VAKIFLARLA İŞBİRLİĞİ AMAÇLANIYOR
• Arşivler dijital ortama aktarılarak kalıcı olmaları sağlanıyor ve vakıfların kullanımına sunuluyor. • Sorunlu taşınmazlarla ilgili şimdiye kadar tespit edilen bilgi ve belgeler vakıf yönetimleriyle paylaşılıyor. • Taşınmazların kadastro bilgilerinin tespitinde vakıflarla birlikte çalışmak amaçlanıyor. |
‘36 Beyannamesi’nden önce de sorun vardı’
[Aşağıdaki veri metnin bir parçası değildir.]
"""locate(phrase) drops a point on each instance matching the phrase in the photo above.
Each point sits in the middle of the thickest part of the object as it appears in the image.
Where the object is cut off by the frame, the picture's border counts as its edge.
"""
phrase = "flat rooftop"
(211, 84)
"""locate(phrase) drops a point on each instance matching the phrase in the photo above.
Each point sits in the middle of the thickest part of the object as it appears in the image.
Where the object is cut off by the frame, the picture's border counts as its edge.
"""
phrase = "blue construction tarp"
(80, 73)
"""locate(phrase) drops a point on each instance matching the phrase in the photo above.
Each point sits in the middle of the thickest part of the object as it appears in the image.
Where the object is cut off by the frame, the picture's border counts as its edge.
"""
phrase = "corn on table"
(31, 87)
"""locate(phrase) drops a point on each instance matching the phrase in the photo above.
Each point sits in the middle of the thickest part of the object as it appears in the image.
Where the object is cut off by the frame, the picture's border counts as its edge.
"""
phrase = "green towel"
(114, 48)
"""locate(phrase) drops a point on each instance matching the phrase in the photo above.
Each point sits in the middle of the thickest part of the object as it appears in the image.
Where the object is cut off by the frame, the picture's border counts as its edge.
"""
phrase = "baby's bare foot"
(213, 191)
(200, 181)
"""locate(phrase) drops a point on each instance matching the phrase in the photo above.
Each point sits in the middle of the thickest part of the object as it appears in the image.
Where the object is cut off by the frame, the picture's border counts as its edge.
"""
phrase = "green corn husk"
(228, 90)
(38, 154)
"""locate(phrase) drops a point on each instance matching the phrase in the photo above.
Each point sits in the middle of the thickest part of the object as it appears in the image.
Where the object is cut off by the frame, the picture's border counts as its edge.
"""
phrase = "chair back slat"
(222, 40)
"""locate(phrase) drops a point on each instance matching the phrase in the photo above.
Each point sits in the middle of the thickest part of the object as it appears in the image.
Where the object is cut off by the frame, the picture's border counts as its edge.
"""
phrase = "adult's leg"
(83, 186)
74’ten 2002’ye kadar birçok mülke, azınlık vakıflarının mallarına Yargıtay kararı gerekçe gösterilerek el konuldu. Vakıf mülklerine el konulduğu ya da bunların kontrol edilmeye çalışıldığı örneklere Cumhuriyet öncesinde de rastlıyoruz aslında. 1912’de çıkarılan Eşhas-ı Hükmiyenin Emval-ı Gayrimenkuleye Tasarrufu Hakkındaki Kanun uyarınca da vakıflardan 1936’dakine benzer bir beyanname isteniyor. Bugünkü Divan Oteli ve Hilton Oteli’nin de üzerinde bulunduğu eski Pangaltı Ermeni Mezarlığı’nın daha 36 öncesinde el konulması, daha birçok kamulaştırma ve istimlâk hikâyesi… Ama somut olarak “mal edineneme gerekçesiyle” mülke el koyma durumu 1974’te ortaya çıkıyor. En son kararnamede 36 Beyannamesi’nde yer alan çeşme ve mezarlıkların hepsi iade edilecek deniliyor. Hayrat kabul edildiği için birçok mezarlık beyannamede yer almıyordu. Onların ne olacağı şu an belli değil.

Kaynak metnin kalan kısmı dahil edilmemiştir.